Sappiamo tutti che occorrerà reintegrare Mosca nel sistema europeo: di conseguenza è nostro interesse non isolarla nella propria solitudine geopolitica o spingerla verso l’Asia.

La posizione di Kissinger

Per proseguire con Kissinger: ciò che va sconfitta è l’invasione «non la Russia in quanto stato o come entità storica… la questione del rapporto fra Russia ed Europa andrà presa molto sul serio».

In questo gli americani possono aiutare ma non sostituirsi agli europei: tocca a noi ricostruire una relazione lacerata.

«Non si può continuare a combattere senza un obiettivo», conclude Kissinger: «Va affrontata la questione della fine della guerra in termini di obiettivi politici e non solo militari», che tra l’altro sono sfuggenti e variabili. Per questo è importante comprendere ciò che pensano i russi.

Solgenitsin – adorato in occidente – era contrario all’indipendenza ucraina, anche se comprendeva tale volontà. Suggerì che la questione fosse affrontata per referendum, oblast per oblast.

Espansione territoriale e concezione etnolinguistica del cosiddetto mondo russo sono i due ingredienti identitari della Russia.

Il dramma è che le prime vittime di tale impostazione siano stati proprio gli ucraini orientali, che hanno il russo come madrelingua e che si sentivano (ora non più) legati a Mosca e alla sua cultura.

Alle élite russe la guerra conviene 

Dal canto loro le élite russe pensano – salvo poche eccezioni – che la guerra attuale sia una minaccia esistenziale per la Russia a causa dell’appoggio dato dalla Nato agli ucraini.

In realtà a essere minacciata non è la Russia in sé ma “una certa idea della Russia”: quell’antica idea imperiale che Vladimir Putin ha fatto sua, fondata su un’ideologia nazional-religiosa.

Il Cremlino ha adattato la vecchia politica delle nazionalità di Stalin per far leva sulla presenza delle minoranze russe in tutte le ex repubbliche sovietiche. Alcune sono state spinte a provocare la secessione (Transnistria), altre a ottenere l’indipendenza unilaterale (Donbass).

Così si è cercato di recuperare pezzi dell’ex impero sovietico, definendoli appartenenti al “mondo russo” e da ricondurre in seno alla madre patria.

Ma l’aspetto geopolitico più rilevante, che va oltre tali ricostruzioni mitiche o storico-culturali e linguistiche, è quello relativo alla solidità della verticale del potere russa: secondo le autorità del Cremlino – cresciute durante il periodo Brezneviano – la stabilità del sistema è garantita molto meglio in tempi di guerra.

Lo schema della Guerra fredda

In altre parole stiamo assistendo ad una forma di riedizione della Guerra fredda, magari a pezzi per usare l’espressione cara a papa Francesco, in cui Mosca ci attira.

Ecco perché le democrazie non devono cadere nella trappola di lasciarsi trasportare in un conflitto infinito: è il terreno preferito degli autoritarismi.

La guerra fredda è stata vinta mediante il contenimento: questa nuova forma ibrida di guerra fredda a pezzi può essere vinta con lo stesso metodo, aggiornato alle attuali realtà.

Un conflitto prolungato non è un problema per il Cremlino: è il suo obiettivo.
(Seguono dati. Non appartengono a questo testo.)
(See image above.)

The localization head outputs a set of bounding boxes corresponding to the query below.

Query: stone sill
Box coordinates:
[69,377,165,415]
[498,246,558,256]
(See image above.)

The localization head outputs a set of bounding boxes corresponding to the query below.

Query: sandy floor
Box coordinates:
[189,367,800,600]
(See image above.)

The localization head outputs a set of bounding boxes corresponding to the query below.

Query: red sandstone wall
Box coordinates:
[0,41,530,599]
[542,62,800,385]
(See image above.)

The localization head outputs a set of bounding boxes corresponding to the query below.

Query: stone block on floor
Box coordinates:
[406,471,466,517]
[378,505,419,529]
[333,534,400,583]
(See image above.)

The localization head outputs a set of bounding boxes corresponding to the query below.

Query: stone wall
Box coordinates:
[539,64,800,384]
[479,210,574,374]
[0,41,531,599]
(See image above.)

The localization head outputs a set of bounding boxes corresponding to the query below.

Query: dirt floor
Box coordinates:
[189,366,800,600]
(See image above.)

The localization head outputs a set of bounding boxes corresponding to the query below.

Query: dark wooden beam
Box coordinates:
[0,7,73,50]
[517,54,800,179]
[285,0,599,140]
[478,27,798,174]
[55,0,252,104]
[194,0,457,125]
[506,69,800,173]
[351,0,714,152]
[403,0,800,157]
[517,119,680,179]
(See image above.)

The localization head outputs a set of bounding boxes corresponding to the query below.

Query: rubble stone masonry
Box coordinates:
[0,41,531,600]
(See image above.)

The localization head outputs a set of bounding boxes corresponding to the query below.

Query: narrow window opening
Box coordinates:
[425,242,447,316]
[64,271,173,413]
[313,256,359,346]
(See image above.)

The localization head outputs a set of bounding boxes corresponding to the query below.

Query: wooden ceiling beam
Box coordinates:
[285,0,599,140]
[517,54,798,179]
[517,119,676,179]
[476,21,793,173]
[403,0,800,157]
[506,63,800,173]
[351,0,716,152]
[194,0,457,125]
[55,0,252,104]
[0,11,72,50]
Ma è deleterio per l’Europa. Non c’è troppo da illudersi sulle fragilità russe: le capacità di resilienza sono molto maggiori di ciò che si crede, come dimostra la storia.
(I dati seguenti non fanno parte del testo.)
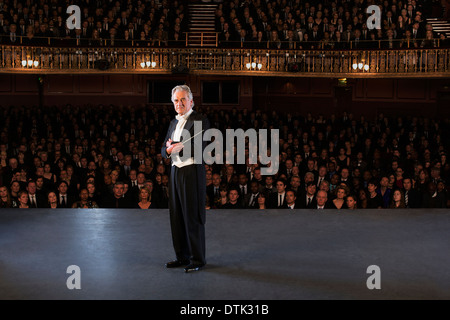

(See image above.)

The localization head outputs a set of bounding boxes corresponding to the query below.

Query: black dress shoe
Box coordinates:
[184,264,205,273]
[166,260,189,268]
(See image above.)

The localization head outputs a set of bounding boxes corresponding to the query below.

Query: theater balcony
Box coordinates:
[0,37,450,78]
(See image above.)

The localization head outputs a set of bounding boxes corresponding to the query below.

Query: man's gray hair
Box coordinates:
[171,84,194,106]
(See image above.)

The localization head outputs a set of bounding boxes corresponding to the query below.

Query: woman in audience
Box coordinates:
[331,186,347,209]
[72,189,98,209]
[345,195,358,210]
[17,191,30,209]
[43,163,56,189]
[47,191,59,209]
[215,183,228,209]
[258,192,267,209]
[136,187,156,209]
[389,189,406,209]
[0,186,13,209]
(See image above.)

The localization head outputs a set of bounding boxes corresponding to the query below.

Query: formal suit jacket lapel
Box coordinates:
[184,110,197,137]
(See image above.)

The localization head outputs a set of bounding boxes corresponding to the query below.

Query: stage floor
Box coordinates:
[0,209,450,300]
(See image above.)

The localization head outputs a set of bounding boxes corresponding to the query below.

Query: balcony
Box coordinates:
[0,38,450,78]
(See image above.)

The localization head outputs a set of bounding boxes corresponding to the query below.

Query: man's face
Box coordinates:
[403,179,411,191]
[306,185,316,195]
[316,191,327,206]
[239,174,247,185]
[58,183,67,194]
[27,183,36,194]
[277,181,286,193]
[113,184,124,198]
[286,191,295,205]
[172,90,193,115]
[228,190,239,202]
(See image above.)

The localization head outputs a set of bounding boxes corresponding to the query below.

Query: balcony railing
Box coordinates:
[0,45,450,77]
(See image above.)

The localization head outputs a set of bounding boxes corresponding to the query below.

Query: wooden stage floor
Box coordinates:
[0,209,450,300]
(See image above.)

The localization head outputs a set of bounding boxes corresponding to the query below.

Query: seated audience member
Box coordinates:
[72,188,98,209]
[285,190,298,209]
[17,191,30,209]
[297,181,316,209]
[0,186,13,209]
[258,192,267,209]
[58,181,75,208]
[403,177,422,208]
[268,179,286,209]
[136,187,156,209]
[345,195,358,210]
[244,181,260,209]
[101,181,130,209]
[422,181,446,208]
[367,180,383,209]
[47,191,59,209]
[312,190,332,210]
[222,187,242,209]
[330,186,348,209]
[389,189,406,209]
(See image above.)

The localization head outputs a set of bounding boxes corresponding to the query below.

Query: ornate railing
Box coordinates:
[0,46,450,77]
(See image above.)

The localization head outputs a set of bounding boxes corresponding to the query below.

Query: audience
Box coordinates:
[0,0,448,49]
[216,0,448,50]
[0,0,189,46]
[0,100,450,209]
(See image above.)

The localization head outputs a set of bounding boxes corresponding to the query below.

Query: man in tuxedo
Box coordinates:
[27,180,46,208]
[298,181,317,209]
[222,187,242,209]
[161,85,209,272]
[244,181,260,209]
[101,181,130,208]
[312,190,331,210]
[206,173,222,203]
[268,179,286,209]
[58,181,75,208]
[286,190,298,209]
[403,177,422,208]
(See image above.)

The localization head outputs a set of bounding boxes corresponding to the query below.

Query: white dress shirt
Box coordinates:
[172,109,194,168]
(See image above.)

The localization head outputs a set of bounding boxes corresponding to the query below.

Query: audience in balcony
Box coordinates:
[0,0,447,49]
[216,0,446,49]
[0,0,188,46]
[0,101,450,209]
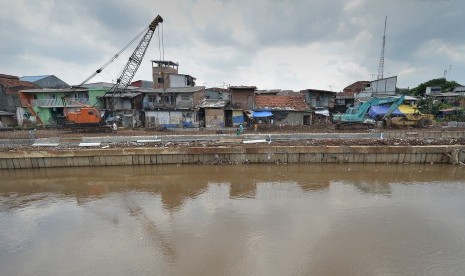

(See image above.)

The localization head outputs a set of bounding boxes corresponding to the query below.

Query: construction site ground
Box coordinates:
[0,125,465,152]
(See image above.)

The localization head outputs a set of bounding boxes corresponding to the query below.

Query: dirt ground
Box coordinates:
[0,125,465,152]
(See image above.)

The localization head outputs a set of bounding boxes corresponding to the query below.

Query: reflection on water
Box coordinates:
[0,164,465,275]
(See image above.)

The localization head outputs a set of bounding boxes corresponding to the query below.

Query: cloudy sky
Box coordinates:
[0,0,465,91]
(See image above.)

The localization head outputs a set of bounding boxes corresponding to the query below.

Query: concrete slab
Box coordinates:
[79,143,102,147]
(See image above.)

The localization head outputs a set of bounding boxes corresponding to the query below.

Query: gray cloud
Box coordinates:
[0,0,465,90]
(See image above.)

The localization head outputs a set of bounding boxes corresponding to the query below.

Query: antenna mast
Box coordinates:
[378,16,387,80]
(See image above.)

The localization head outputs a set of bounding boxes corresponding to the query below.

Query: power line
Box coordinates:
[378,16,387,80]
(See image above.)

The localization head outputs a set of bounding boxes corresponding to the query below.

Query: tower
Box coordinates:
[378,16,387,80]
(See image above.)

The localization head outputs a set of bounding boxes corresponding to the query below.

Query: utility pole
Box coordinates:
[378,16,387,80]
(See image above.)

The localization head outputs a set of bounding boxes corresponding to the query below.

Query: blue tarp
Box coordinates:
[368,105,404,119]
[252,111,273,118]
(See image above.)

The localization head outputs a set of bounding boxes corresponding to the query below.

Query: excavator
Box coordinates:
[62,15,163,128]
[332,96,405,129]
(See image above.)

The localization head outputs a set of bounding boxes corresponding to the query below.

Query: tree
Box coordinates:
[409,78,461,97]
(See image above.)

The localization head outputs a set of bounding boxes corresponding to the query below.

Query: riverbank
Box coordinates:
[0,129,465,169]
[0,145,465,169]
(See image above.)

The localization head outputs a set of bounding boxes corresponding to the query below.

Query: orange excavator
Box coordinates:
[62,15,163,127]
[62,98,103,126]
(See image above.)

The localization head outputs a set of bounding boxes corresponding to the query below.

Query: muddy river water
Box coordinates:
[0,164,465,275]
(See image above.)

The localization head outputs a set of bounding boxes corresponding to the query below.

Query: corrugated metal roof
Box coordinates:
[199,99,228,108]
[103,92,142,98]
[19,75,52,82]
[21,88,89,93]
[255,95,311,111]
[136,86,205,93]
[0,110,15,116]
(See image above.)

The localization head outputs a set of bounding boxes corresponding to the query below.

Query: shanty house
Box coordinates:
[300,89,336,110]
[18,88,98,126]
[140,86,205,128]
[0,110,16,129]
[197,99,232,128]
[254,95,312,126]
[0,74,36,113]
[226,86,257,126]
[20,75,69,89]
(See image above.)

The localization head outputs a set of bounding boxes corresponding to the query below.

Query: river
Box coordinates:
[0,164,465,275]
Meglio dimettere la retorica oltranzista che inibisce ogni ragionamento e ritrovare spazio di manovra: l’attuale crisi è molto più pericolosa di ciò che i leader occidentali sono pronti ad ammettere davanti al proprio pubblico.
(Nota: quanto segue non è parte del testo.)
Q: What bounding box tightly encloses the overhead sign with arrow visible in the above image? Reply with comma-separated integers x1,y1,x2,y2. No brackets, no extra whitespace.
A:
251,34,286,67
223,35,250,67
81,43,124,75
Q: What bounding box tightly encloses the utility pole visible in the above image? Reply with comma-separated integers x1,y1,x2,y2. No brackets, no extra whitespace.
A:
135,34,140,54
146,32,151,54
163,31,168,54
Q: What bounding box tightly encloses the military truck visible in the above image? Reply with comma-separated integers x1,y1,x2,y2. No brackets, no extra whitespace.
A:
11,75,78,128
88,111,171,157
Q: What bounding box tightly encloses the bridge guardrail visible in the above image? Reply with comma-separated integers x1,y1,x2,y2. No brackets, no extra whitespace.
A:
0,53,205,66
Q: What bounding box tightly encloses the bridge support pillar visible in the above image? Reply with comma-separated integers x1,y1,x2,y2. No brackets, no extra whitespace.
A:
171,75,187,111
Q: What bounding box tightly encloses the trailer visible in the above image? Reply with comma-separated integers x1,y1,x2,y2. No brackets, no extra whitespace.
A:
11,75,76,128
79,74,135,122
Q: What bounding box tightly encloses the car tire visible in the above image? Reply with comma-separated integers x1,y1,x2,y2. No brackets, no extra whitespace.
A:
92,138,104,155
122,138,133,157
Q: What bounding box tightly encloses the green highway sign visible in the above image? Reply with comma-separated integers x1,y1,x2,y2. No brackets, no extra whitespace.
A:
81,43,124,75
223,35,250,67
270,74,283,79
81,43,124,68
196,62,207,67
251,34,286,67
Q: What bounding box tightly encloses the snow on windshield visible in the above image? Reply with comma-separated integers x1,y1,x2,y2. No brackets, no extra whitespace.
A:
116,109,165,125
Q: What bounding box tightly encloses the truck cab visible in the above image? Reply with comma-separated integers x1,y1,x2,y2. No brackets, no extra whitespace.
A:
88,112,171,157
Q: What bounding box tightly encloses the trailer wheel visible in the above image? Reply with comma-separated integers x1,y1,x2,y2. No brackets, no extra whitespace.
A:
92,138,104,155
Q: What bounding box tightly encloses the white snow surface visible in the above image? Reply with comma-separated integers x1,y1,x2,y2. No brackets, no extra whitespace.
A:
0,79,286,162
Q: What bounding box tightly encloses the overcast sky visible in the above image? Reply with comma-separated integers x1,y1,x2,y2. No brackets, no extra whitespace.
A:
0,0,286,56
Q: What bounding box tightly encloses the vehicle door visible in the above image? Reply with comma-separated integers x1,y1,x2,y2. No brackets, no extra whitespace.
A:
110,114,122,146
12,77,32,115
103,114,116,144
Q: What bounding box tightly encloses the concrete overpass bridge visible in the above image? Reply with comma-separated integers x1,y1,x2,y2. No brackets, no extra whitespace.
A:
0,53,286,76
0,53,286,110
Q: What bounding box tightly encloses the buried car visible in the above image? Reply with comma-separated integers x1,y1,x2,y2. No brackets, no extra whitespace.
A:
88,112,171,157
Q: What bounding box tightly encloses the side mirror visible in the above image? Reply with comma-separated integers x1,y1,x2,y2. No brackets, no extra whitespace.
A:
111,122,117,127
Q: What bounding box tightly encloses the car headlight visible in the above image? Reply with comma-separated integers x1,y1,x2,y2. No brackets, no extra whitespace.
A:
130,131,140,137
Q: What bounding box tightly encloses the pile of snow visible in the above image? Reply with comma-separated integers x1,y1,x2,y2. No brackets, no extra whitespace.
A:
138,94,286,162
C’è anche da tener conto della situazione interna americana: se Trump si salva dalle accuse e vince le elezioni du midterm, è possibile immaginare una progressiva virata della politica Usa nei confronti della Russia.

Il rischio strategico che corriamo è un mondo diviso tra occidente e universo sino-russo, con molti attori medi intenti a smarcarsi.

L’India, ad esempio, è parte dell’alleanza indo-pacifica con l’occidente ma anche alleata di Mosca, di cui è grande acquirente di gas. Per non parlare della Turchia, dell’Arabia Saudita e dei paesi del Golfo, del Pakistan, del Messico, dell’Argentina e del Brasile (ricominciano i vertici Brics) ecc. Anche lo stesso Israele non applica le nostre sanzioni.

Paradossalmente alla fine potremmo scoprire che non è la Russia, bensì l’occidente a risultare isolato.